After hanging the print and lighting it, I asked eight friends to come over and take a look at it. Every single one of them was first in awe of the size, and then of the quality. It looks really, really good. Here is the kicker: It looks really, really good when your nose is basically pressed up against it.
That’s right, you can enjoy this image from as far away as my back office wall, or as close as you can physically get to it.

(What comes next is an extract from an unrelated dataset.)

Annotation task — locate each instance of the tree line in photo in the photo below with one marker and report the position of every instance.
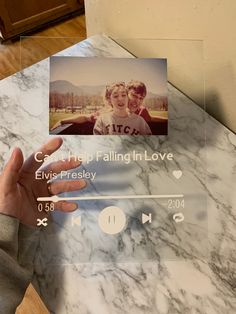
(70, 102)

And that’s kind of what I was expecting.
A few weeks ago I was lamenting that I couldn’t think of a reason to use 100 megapixels, and now this week that has extended to 400 megapixels. Today, with modern printing technology from arguably one of the best photo printers on the planet, 100 megapixels is more than enough to enjoy a six foot by four foot ultraHD print from centimeters away. This is a totally fringe use case, as actually viewing photos from that close doesn’t make any sense, for one thing, but it’s also extremely rare to encounter an image you would even consider doing this to. For what it’s worth, as a frequent museum-goer and art exhibition attendee, I’ve seen hundreds of well-printed photos up close. This photo I created with WhiteWall is by far the largest that can be viewed from so close that I’ve ever encountered.
And again, you can not perceive a loss of quality from any close distance to this image.
A friend of mine called me right after Hasselblad introduced their 400 megapixel camera and wanted to talk about it. I said that I thought it was pointless, and that it unnecessarily shifts the conversation away from what should be important to imaging. Yes, there are absolutely use cases for this camera as mentioned, but you’ll find folks gushing about it who would never, ever use it for those very specific use cases. They’re looking at 400 megapixels from the same frame of mind that they use when seeing 42 megapixels. And that, to me, is wrong.
My friend then asked if companies should stop innovating, since I clearly was unimpressed with this achievement. I responded that he was missing the point I am making.
I love this print. I look at it every day. But I likely could be enjoying this image had I taken it with the new Nikon D850, or the Canon 5DS R. Or a Sony A7R III. Or any number of awesome cameras that exist on the market today. The number of pixels I provided the printer with vastly exceeded the minimum needed for me to enjoy this image. Why the hell do we need 400 megapixels, when I didn’t even need 100 in order to create the largest print I’ve ever seen and enjoy it with my nose basically pressed up against it? The thing is, we don’t.
I told my friend that camera companies should be focused on improving the quality of the pixels, not the number of them. Improving other aspects of camera design such as high ISO quality, body weight and feel, stabilization, and dynamic range are all, to me, more important than the number of pixels that can be produced from a camera. There is still quite a bit to be innovated towards, and it doesn’t have to involve megapixels.
Let’s focus on making our cameras better, not bigger.